- Born: Iran
- Died: 2013
- Other name: Hashimi
- Occupation: Arms dealer
- Known for: Convicted of fraud in the UK in 1999 1980 October Surprise theory Iran–Contra affair

= Jamshid Hashemi =

Iranian arms dealer

Jamshid Hashemi (Note: Hashemi used a variety of aliases, including Mohammed Al Balanian, Mohamed Balanian, Mario Cabrini, Abdula Hashemi, Abdullah Hashemi, Mohammed Ali Hashemi, Jamshid Khalaj, James Khan, and Jamshid H. Naini.) (died 2013) was an Iranian-born trader in arms and other commodities convicted of fraud in the UK in 1999. Hashemi had a 9-year relationship with the UK's Secret Intelligence Service (MI6), beginning soon after his arrival in the UK in 1984. Hashemi and his brother Cyrus Hashemi played a role in the 1980 October Surprise affair (Jamshid later testified to the House October Surprise Task Force in 1992) and in the mid-1980s Iran-Contra affair.

==Career==
Hashemi and his brother Cyrus Hashemi supported the 1979 Iranian Revolution, and Jamshid was appointed to oversee the national radio network, where he worked with Mehdi Karroubi's brother Hassan. Hashemi and his brother Cyrus Hashemi went on to play a role in the 1980 October Surprise affair (Jamshid later testified to the House October Surprise Task Force in 1992) and in the Iran-Contra affair.

Upon arriving in the US after the Revolution, Hashemi set up RRC Co Inc in Stamford, Connecticut, which Hashemi described in an affidavit as "an import-export company ... (which) originally dealt in commodities such as rice and sugar, construction machinery parts and Oriental rugs". Towards the end of 1980 Hashemi was approached by a contact on behalf of the Iranian Air Force in regards to acquiring aircraft spare parts. The company shipped millions of dollars' worth of spare parts and related goods to Iran, with billing handled via a London office. RRC's operations ceased in late 1981 over a dispute between partners regarding allocation of profits.

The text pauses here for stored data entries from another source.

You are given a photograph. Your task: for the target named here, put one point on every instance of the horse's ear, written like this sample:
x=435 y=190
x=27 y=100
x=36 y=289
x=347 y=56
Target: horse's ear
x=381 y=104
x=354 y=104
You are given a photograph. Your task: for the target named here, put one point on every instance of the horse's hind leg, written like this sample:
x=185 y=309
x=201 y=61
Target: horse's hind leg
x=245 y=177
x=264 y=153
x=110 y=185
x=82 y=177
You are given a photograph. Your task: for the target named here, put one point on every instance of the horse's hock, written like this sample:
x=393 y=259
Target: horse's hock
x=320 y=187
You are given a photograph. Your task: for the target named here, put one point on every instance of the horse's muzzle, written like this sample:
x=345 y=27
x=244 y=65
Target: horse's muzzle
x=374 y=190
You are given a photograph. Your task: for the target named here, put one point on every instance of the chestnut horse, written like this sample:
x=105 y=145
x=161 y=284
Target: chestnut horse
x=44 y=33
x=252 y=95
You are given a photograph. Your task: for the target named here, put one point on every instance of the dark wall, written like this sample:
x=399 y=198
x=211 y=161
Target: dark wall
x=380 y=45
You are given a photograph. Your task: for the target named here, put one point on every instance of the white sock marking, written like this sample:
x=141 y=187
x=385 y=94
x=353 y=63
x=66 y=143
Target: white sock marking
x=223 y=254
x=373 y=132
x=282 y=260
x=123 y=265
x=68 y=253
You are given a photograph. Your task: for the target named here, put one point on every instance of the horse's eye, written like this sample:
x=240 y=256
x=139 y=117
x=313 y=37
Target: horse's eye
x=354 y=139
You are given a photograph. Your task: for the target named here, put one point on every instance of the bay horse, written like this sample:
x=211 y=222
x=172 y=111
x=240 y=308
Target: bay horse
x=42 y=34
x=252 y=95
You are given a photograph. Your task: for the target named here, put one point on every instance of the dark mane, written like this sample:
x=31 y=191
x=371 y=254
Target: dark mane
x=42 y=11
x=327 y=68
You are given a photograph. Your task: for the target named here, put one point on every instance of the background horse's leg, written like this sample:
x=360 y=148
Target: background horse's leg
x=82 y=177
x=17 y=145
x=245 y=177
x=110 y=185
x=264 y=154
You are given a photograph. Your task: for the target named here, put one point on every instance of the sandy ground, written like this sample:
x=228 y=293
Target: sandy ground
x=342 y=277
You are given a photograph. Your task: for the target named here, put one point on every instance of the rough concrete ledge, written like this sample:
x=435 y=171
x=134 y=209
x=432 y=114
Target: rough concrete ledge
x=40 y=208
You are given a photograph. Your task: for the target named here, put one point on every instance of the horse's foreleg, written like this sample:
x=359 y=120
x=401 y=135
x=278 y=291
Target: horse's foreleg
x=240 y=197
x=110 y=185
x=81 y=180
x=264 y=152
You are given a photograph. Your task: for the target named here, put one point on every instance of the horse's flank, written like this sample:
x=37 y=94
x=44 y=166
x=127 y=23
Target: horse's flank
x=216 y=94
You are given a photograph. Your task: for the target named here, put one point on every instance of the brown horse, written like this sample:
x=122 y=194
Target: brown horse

Soon after his move to the UK in 1984, Jamshid Hashemi developed a relationship with the UK's Secret Intelligence Service (MI6) which would last nine years. Hashemi broke off the relationship in 1993 after the UK Government refused to issue him a British passport. At one time Hashemi gave the UK Conservative Party "£55,000 after meeting Margaret Thatcher at the home of the then foreign secretary, Geoffrey Howe." Hashemi deals that MI6 approved of included the supply of £350 million worth of Silkworm missiles from China to Iran in 1987 (the agency had supported this by sending an agent to China in 1985 to help arrange the deal) and the transfer of Portuguese 155mm ammunition.

In July 1997 Hashemi was arrested in Dublin whilst travelling to the US for a second triple heart bypass. He was released in February 1999, having pleaded guilty to three fraud charges and one of using a false passport, while four charges were dropped to avoid UK security matters being aired in open court. At the time of his release The Guardian said that "A source close to the case yesterday described MI6 as lucky." The judge in the case described Hashemi as a "ruthless international conman", with the Serious Fraud Office accusing Hashemi of setting up companies to defraud suppliers of at least £3m using non-existent commodity deals with Iran. The judge also noted that the three-year sentence would have been longer had Hashemi not had a record of supplying "valuable information" to MI6, as attested in court by Hashemi's anonymous case officers. Hashemi's victims included the US trading firm Octagon, which at the time of the 1994 deal was listed on the NASDAQ.